Page MenuHomePhabricator

Add domain aliases, or redirects, for ISO 639-2/3 language codes
Closed, InvalidPublic

Description

Each two-letter language code (of ISO 639-1) has an equivalent three-letter code (as of ISO 639-2, and -3)

Since WMF servers use a mix of ISO 639-1 and ISO 639-2/3 (and some made up) codes for the language subdomains of their servers, it would aid those wanting to automatically link to them from multilanguage environments, and those who cannot memorize "the other" set of abbreviations, if servers were reachable under arbitray codes. There are no conflicts.

This could be had in two ways:

  1. on the DNS level, the three-letter-code-domain could be made an alias of, or cname to, the two-letter-code-domain.
  1. on the http level, all requests reaching a server via the three-letter-code-domain could be redirected to the appropriate two-letter-code-domain, using the http "redirect permanently" response code.

Imho the latter is preferrable because it creates less net traffic and server load while at the same time allowing linksetters to use any code set.

I don't know how many of the these codes are affected: While ISO 639-2 codes generally overlap with ISO 639-3 code, there are few languages, where ISO 639-2 offers additional ones, which are not present, and not used, in ISO 639-3. Also these could and should be redirected to their ISO 639-1 equivalents.

http://www.loc.gov/standards/iso639-2/php/code_list.php
gives a mapping of both code sets to the 2-letter codes


Version: unspecified
Severity: enhancement

Details

Reference
bz14010

Event Timeline

bzimport raised the priority of this task from to Medium.Nov 21 2014, 10:09 PM
bzimport set Reference to bz14010.

Should probably have a look over the updated RFCs; originally we attempted to more or less follow RFC 3066, which has since been superseded...

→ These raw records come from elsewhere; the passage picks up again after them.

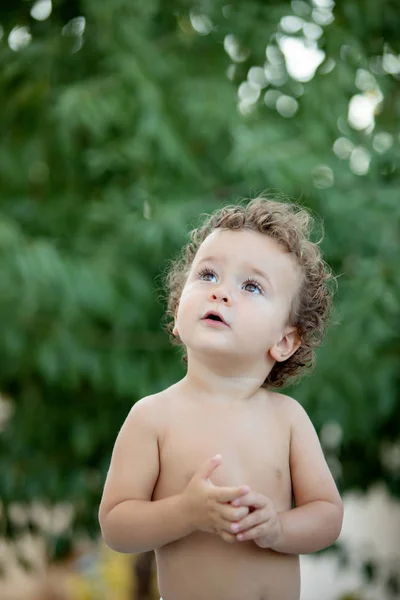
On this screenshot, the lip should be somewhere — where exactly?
[201,310,229,327]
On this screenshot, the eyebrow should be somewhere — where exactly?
[198,256,274,290]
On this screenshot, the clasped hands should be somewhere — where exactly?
[182,455,282,548]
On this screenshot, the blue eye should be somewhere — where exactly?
[197,269,217,283]
[243,279,263,294]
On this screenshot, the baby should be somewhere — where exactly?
[99,198,343,600]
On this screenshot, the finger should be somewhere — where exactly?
[198,454,222,479]
[232,491,268,508]
[219,531,237,544]
[231,510,270,533]
[214,485,250,502]
[236,523,266,542]
[221,504,249,523]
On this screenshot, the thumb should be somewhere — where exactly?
[199,454,222,479]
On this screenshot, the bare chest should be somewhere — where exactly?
[153,410,291,509]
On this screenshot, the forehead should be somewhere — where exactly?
[195,229,299,287]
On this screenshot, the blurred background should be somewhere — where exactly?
[0,0,400,600]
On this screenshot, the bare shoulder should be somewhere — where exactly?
[260,390,310,426]
[126,388,171,429]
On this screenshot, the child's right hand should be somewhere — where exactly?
[181,454,250,543]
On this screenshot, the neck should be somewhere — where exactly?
[182,351,272,402]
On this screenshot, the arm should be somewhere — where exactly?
[270,398,343,554]
[99,397,192,553]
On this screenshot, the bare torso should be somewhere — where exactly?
[153,388,300,600]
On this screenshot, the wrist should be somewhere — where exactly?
[178,493,197,535]
[254,514,284,552]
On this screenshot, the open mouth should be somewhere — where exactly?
[203,312,228,325]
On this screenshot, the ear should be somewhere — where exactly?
[269,327,301,362]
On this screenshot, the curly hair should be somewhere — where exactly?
[165,196,334,388]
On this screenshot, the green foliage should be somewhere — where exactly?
[0,0,400,560]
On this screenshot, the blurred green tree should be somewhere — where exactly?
[0,0,400,580]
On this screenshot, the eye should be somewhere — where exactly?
[197,267,217,283]
[243,279,264,294]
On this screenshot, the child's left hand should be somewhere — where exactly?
[232,491,282,548]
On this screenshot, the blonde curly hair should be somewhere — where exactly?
[165,196,334,388]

http://www.w3.org/blog/International/2006/09/11/rfc_3066_tags_for_identifying_languages_

http://www.rfc-editor.org/rfc/rfc4646.txt

http://www.rfc-editor.org/rfc/rfc4647.txt

Assigned: Brion, as he should probably have a look over the updated RFCs :)

RFC 4646 para 2.2.1:

"Note: For languages that have both an ISO 639-1 two-character code
and an ISO 639-2 three-character code, only the ISO 639-1 two-
character code is defined in the IANA registry."

This indicates pretty clearly to me that we should *not* use the three-letter codes for those languages for which two-letter codes are registered, since they wouldn't be considered valid RFC 4646 language codes for web usage. If we're not using them, and there's no past usage to drive traffic, there's little or no reason to go adding redirects.

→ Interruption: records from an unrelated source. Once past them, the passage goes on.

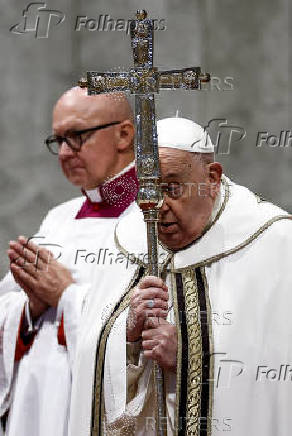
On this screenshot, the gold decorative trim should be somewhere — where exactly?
[91,267,140,436]
[173,215,292,272]
[182,268,202,436]
[200,267,214,436]
[170,259,182,436]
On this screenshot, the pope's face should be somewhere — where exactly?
[53,92,124,189]
[158,148,222,250]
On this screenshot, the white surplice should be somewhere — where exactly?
[69,178,292,436]
[0,197,137,436]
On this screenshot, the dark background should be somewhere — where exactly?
[0,0,292,276]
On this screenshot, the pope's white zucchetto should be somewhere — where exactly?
[157,117,214,153]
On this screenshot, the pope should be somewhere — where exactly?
[69,118,292,436]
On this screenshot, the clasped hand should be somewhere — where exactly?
[7,236,73,318]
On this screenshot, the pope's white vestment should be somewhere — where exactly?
[69,177,292,436]
[0,165,137,436]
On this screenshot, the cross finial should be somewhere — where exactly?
[136,9,147,20]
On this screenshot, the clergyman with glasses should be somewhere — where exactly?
[0,87,138,436]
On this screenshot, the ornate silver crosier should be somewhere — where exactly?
[79,10,210,436]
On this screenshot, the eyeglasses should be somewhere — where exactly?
[45,121,121,154]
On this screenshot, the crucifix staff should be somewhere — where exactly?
[79,10,210,436]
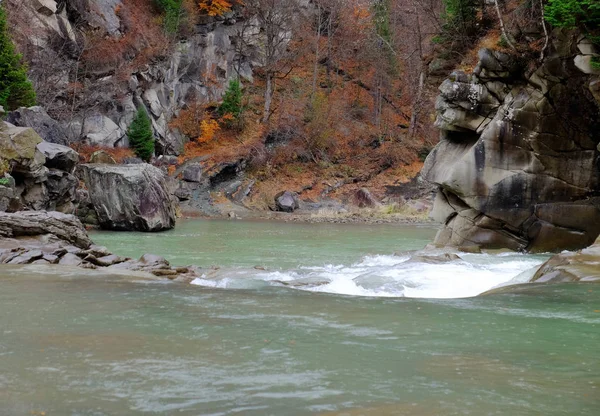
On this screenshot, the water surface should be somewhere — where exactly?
[0,221,600,416]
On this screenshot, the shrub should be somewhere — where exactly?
[127,106,154,162]
[441,0,479,46]
[154,0,184,33]
[0,5,35,110]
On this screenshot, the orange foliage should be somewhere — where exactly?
[198,117,221,143]
[198,0,233,16]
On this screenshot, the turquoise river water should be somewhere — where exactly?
[0,220,600,416]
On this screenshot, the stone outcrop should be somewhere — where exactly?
[5,0,264,155]
[0,211,92,249]
[0,211,199,282]
[6,106,71,145]
[37,141,79,173]
[422,31,600,252]
[0,122,79,213]
[531,244,600,283]
[79,163,175,231]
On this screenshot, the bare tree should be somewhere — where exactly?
[245,0,300,123]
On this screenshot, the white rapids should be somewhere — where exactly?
[192,253,545,298]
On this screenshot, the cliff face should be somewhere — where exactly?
[6,0,261,154]
[422,31,600,252]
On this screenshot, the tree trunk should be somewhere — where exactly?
[263,72,273,123]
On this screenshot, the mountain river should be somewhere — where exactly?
[0,220,600,416]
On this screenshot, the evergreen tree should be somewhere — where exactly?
[127,106,154,162]
[0,4,35,110]
[219,79,243,127]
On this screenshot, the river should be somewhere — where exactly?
[0,220,600,416]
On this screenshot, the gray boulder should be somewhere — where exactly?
[46,169,79,214]
[182,163,206,183]
[0,211,92,248]
[90,150,117,165]
[80,164,175,231]
[0,122,48,182]
[275,191,300,212]
[6,106,70,145]
[37,141,79,173]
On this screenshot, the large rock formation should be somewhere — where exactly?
[0,211,92,249]
[0,122,79,213]
[80,163,175,231]
[6,106,70,145]
[5,0,264,154]
[422,32,600,252]
[0,211,199,282]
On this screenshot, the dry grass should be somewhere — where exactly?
[71,143,135,163]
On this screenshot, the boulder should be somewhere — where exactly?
[31,0,56,16]
[37,141,79,173]
[0,211,92,249]
[81,114,125,147]
[275,191,300,212]
[0,173,16,211]
[46,169,79,214]
[90,150,117,165]
[0,122,47,182]
[6,106,71,145]
[531,244,600,283]
[422,35,600,252]
[354,188,381,208]
[181,163,206,183]
[80,164,175,231]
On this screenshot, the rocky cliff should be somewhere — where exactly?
[422,31,600,252]
[5,0,261,154]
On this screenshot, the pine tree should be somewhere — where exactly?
[219,79,242,124]
[127,106,154,162]
[0,4,35,110]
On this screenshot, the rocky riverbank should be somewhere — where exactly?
[0,211,201,282]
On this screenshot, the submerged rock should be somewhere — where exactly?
[531,244,600,283]
[275,191,300,212]
[81,164,175,231]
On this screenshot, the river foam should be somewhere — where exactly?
[192,253,544,298]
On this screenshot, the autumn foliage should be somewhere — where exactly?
[198,0,240,16]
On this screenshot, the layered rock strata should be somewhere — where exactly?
[78,163,175,231]
[422,32,600,252]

Resolving as INVALID, as request was made on the incorrect basis that we use "a mix of ISO 639-1 and ISO 639-2/3". Rather than the implied unordered mix (in which case trying to redirect everything to everything else could make a lot of sense), we have always attempted to simply abide by RFC 3066 (superseded by RFC 4646), which is quite clear about the method in which it draws from those sources. Since there is no ambiguity, there's no need to provide alternates.